It was as if, by the time I exhaled, I was already a little too high, my breathing labored, and the speed and cadence of the speech around me hard to follow. I stood up suddenly, but then decided I didn’t want to go back into the light and face the grown-ups, so I sat down again without explanation; I thought the kids were laughing at me. Monika appeared and pulled up a chair beside us; she offered me a cigarette, which I took, but didn’t smoke, just rotated in my fingers. Soon more cocaine was being emptied from a plastic bag onto the table, and the woman in the towel and swimsuit was chopping it up with a credit card she’d magically produced; more than the heater, I suspected drugs were keeping her warm. Part of me said, Do a tiny bump of cocaine and you’ll feel sober, centered, back in control, and probably a little euphoric; the better part of me said, You have a cardiac condition, don’t be an idiot, come down a little and go home.
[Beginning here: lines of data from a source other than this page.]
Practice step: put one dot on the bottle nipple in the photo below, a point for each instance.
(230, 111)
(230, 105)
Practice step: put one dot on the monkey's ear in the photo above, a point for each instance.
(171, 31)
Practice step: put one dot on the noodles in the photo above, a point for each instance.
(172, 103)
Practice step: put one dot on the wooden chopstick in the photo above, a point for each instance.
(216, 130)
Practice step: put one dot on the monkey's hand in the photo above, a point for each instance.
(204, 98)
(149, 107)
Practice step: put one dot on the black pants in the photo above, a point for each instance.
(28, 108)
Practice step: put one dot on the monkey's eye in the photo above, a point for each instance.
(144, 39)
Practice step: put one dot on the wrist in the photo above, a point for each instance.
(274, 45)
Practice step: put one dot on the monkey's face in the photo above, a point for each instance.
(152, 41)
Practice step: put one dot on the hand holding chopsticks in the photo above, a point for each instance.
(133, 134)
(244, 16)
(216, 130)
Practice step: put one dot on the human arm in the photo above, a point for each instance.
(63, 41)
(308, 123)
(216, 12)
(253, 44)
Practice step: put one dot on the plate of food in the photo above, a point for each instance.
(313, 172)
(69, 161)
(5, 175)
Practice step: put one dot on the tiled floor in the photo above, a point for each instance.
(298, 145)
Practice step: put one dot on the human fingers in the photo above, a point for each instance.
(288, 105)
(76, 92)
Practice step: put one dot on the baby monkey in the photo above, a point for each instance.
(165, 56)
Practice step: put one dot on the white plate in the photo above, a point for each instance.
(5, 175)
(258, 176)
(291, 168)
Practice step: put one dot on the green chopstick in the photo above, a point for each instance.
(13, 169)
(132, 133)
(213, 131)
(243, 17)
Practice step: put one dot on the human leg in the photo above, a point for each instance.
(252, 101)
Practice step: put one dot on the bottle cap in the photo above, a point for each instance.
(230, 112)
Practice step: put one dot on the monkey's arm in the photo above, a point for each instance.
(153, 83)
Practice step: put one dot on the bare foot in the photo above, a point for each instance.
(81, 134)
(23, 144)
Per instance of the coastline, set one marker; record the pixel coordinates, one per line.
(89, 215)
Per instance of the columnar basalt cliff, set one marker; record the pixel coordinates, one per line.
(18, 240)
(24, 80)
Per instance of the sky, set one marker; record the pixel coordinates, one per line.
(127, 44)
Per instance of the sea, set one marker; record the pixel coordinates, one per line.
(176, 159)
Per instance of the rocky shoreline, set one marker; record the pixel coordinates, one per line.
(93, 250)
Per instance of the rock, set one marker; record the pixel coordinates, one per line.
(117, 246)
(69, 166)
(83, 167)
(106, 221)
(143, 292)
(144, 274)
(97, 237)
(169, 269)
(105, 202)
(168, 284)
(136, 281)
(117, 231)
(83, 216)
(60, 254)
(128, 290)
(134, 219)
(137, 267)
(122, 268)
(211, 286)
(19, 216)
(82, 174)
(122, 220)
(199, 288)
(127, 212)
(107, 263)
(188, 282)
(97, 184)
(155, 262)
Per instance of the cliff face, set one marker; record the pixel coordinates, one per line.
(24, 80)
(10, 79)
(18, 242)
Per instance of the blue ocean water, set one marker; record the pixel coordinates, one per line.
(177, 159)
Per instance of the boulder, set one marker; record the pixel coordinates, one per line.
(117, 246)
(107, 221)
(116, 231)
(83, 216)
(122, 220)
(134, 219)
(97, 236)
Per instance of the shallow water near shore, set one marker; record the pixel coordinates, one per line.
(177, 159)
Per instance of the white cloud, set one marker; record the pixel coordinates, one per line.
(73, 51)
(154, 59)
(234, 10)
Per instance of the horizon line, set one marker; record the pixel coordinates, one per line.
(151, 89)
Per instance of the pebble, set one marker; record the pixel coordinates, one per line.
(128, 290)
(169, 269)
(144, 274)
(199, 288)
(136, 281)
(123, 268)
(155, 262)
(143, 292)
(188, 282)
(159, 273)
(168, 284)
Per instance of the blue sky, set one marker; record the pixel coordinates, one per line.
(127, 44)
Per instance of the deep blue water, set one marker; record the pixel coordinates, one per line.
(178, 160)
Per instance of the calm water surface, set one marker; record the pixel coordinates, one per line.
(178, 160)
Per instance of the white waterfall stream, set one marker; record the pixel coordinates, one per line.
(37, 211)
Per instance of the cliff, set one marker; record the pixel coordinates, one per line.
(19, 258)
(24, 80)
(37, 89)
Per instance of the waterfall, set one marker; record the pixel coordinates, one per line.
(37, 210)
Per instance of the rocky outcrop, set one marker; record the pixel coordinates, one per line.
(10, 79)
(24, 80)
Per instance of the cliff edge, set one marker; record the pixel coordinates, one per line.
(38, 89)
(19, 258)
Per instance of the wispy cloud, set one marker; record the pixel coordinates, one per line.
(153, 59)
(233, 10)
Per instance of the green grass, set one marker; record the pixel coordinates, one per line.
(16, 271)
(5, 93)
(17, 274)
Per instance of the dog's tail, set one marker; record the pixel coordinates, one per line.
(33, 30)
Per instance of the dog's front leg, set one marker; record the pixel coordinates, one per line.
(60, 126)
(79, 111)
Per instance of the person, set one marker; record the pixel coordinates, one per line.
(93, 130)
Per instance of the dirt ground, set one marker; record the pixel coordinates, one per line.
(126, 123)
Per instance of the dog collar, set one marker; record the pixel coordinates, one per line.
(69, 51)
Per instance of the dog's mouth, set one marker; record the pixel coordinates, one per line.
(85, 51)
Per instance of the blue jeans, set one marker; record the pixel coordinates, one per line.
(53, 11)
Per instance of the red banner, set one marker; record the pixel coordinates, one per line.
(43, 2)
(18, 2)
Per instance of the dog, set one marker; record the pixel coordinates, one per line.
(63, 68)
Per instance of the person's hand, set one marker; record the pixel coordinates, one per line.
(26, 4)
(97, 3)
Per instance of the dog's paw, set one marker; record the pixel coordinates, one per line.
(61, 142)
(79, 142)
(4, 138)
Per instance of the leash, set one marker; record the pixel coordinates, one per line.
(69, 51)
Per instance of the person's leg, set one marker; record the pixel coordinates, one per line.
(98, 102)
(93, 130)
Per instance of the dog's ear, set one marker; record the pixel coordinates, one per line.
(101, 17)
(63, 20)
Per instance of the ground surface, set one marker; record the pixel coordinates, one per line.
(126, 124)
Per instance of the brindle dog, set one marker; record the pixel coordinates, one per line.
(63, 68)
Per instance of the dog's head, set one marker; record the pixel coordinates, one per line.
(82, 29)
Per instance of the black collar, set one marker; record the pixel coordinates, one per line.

The better part of me easily won the debate: I decided not to do it, but I decided not to do it after I was already looking up from the glass top of the table, having insufflated a small line.
I passed the straw to the intern and waited for the crystalline alkaloid to sober me, and then raise me into a state of preternatural attention, obliterating whatever anxiety I had about having done it. While I waited, I watched the intern whose dinner I’d purchased do three substantial lines in quick succession; I had the vague sense he wanted to impress me. Monika told him to “hold your horses,” by which she meant something like “take it easy”; everybody laughed at her apt misuse of the proverbial phrase.
I was laughing, too—in fact I saw myself from the outside, in the third person, in a separate window, laughing in slow motion—but then, having done such a stimulant, why was I outside of myself; why was time slowing? Before I knew it, I was trying hard to hold on to that question, felt it was the last link between me and my body, but soon the question didn’t belong to me, was just another thing there in the courtyard from which my consciousness was turning away. Then I was a relation between the heater, the sky, and the blue gleam of the pool, and then I was gone, wasn’t anything at all, the darkest sky in North America. The last vestige of my personality was my terror at my personality’s dissolution, so I clung to it desperately, climbed it like a rope ladder back into my body. Once there, I told my arm to move the cigarette to my lips, watched it do so, but had no sense of the arm or lips as mine, had no proprioception. But when I inhaled the smoke—I didn’t know how the cigarette came to be lit—I could recognize it as traveling down into my chest, which was comforting, anchoring; it was the first cigarette I’d had since they’d discovered my aortic dilation. Only after the young woman in the bathing suit said “K—ketamine—mainly, I thought you knew,” did I hear myself ask, “What the fuck was that?”